Exploring a new activity and expanding your horizon are fundamental elements of a learned mind.
But history has worked against blacks when it comes to pools. Manuel had to overcome a century of persistent stereotypes, restrictive policies, crazy myths, lingering falsehoods and negative perceptions to become the first African-American woman to win an individual gold medal in Olympic swimming.
Generations of Americans – black, white and other – grew up with the belief that blacks can’t swim. Some folks blamed nature, pointing to general differences in bone density between blacks and whites. Denser bones result in decreased buoyancy, but even a non-buoyant person can still swim. Ask all the “non-buoyant” blacks in the U.S. Marine Corps, where every recruit must pass a stringent, vigorous swimming test.
Physiology didn’t lead to blacks-can’t-swim mythology; sociology was the root, lack of opportunity more than lack of ability.
As a child who spent several summers at a sleepaway camp for up to six weeks in the 1970s, I was unaware of the privilege in having a place – in this case, a lake – where swimming was taught and enjoyed. I didn’t know that swimming pools in America had a long, sad history of racism dating to the ‘20s and ‘30s, when public facilities began to proliferate throughout the North. Fear of blacks swimming with whites – specifically black men and white women – led northern pools to adopt the same segregation policies found in the South.

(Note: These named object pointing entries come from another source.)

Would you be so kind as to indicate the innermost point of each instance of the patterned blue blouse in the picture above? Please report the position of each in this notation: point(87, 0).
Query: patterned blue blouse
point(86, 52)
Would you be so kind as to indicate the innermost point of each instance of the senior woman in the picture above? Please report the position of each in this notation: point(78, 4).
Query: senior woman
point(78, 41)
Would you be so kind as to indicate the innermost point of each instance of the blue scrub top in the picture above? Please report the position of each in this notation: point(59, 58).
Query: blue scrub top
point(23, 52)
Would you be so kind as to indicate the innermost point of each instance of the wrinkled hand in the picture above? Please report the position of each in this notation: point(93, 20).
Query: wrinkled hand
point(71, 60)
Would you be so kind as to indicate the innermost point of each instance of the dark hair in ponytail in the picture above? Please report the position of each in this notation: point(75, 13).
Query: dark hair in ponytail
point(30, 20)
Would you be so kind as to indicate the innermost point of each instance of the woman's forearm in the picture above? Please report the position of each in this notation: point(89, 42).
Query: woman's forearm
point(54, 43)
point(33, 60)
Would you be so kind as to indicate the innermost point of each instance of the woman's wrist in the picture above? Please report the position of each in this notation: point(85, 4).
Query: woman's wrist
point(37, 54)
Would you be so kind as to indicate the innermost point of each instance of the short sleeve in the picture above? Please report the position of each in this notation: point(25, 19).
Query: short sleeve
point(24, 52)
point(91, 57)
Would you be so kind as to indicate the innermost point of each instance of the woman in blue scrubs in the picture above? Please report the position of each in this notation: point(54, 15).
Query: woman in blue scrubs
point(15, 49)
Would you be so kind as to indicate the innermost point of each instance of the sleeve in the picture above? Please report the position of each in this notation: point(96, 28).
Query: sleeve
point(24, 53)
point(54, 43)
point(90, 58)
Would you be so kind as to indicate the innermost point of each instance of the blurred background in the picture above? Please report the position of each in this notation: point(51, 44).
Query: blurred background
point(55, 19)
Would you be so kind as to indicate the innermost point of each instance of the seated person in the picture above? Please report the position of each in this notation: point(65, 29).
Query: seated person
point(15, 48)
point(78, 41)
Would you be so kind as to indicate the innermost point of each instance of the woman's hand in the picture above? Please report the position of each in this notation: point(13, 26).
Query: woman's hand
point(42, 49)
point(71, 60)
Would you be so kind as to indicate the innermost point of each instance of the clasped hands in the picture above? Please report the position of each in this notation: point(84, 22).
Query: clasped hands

When integration became the law, many cities closed their public pools to avoid mixed-race swimming. Other cities abandoned their pools as white fled to neighborhoods and private clubs where blacks plainly were unwelcome.
Examples of those attitudes still exist in some instances. In 2009, a club in suburban Philadelphia rescinded its contract with a summer camp that had paid $1,950 to bring 65 black and Latino youths to the pool every Monday. The club president said the lease was canceled because “there was concern [among the members] that a lot of kids would change the complexion … and the atmosphere of the club.”
Manuel has grown accustomed to being a lone ranger in the pool. When she was 11, Manuel asked her mother why there weren’t more black swimmers. But the youngster didn’t let scarcity affect her passion. Now she’s positioned to help increase the number of black swimmers, period – which is way more important than how many reach world-class status.
USA Swimming estimates that 70 percent of black children don’t know how to swim. The Centers for Disease Control says black children are five-and-a-half times likelier to drown than white kids. Manuel doesn’t want to be defined by her race but she understands the significance.
“I kind of tried to take the weight of the black community off my shoulders, which is something I carry with me just being in this position,” she told reporters. “… I’m super glad with the fact that I can be an inspiration to others and hopefully diversify the sport.